The bond, worth 60 million euros ($64 million), has a maturity of one year, in compliance with Germany’s Electronic Securities Act. Siemens sold the bond directly to DekaBank, DZ Bank, and Union Investment, without the need for central clearing and paper-based global certificates.
According to Siemens, the use of blockchain technology has multiple benefits compared to traditional bond-issuing methods, such as making paper-based global certificates and central clearing unnecessary, which leads to faster and more efficient transaction execution. Additionally, the bond can be sold directly to investors without the need for a bank intermediary, which reduces costs and provides greater control over the process.
While the transaction was completed using traditional payment methods due to the digital euro's unavailability at the time of the transaction, it was still completed in only two days.

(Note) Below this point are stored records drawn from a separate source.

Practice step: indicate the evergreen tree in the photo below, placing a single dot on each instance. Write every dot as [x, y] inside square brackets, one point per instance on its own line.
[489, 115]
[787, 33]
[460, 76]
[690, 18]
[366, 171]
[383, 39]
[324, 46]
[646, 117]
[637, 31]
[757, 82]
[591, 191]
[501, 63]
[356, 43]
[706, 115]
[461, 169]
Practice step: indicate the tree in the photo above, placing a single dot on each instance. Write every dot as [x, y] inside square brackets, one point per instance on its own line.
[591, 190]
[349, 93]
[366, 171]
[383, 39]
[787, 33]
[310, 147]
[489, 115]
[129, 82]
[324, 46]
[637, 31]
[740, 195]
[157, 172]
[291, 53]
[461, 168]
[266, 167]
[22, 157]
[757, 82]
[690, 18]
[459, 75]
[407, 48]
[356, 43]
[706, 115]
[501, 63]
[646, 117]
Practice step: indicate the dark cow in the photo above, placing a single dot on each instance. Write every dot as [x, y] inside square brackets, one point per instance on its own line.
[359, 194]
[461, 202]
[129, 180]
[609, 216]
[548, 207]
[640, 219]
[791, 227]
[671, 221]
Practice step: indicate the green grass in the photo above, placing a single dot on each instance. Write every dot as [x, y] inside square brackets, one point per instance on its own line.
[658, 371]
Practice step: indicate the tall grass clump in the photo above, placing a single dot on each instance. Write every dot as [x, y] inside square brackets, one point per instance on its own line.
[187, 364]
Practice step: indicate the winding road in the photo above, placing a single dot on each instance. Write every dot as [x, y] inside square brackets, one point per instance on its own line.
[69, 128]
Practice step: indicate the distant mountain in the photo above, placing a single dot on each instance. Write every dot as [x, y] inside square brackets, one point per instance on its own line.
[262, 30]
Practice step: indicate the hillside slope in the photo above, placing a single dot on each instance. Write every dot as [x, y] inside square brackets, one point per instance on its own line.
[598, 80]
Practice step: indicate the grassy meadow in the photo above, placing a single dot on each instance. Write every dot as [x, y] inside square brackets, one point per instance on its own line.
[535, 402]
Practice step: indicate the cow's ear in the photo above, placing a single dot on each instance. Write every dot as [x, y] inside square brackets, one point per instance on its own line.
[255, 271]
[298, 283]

In a statement released on February 14th, Siemens AG corporate treasurer Peter Rathgeb said, “By moving away from paper and toward public blockchains for issuing securities, we can execute transactions significantly faster and more efficiently than when issuing bonds in the past. Thanks to our successful cooperation with our project partners, we have reached an important milestone in the development of digital securities in Germany.”
Siemens’ move toward blockchain technology is not a new development, as they have been experimenting with it for a few years now. In October 2020, Pebbles, a blockchain-based energy trading platform backed by Siemens, held a virtual demo of its marketplace for optimized electricity trading.
While that Pebbles platform was kind of like a blockchain Enron, this new blockchain-based bond mechanism could actually catch on in the future. And even if it comes to nothing, it's good to see major European multinationals like Siemens continuing to develop blockchain products–especially in the EU, where it seems like they're always trying to kill crypto.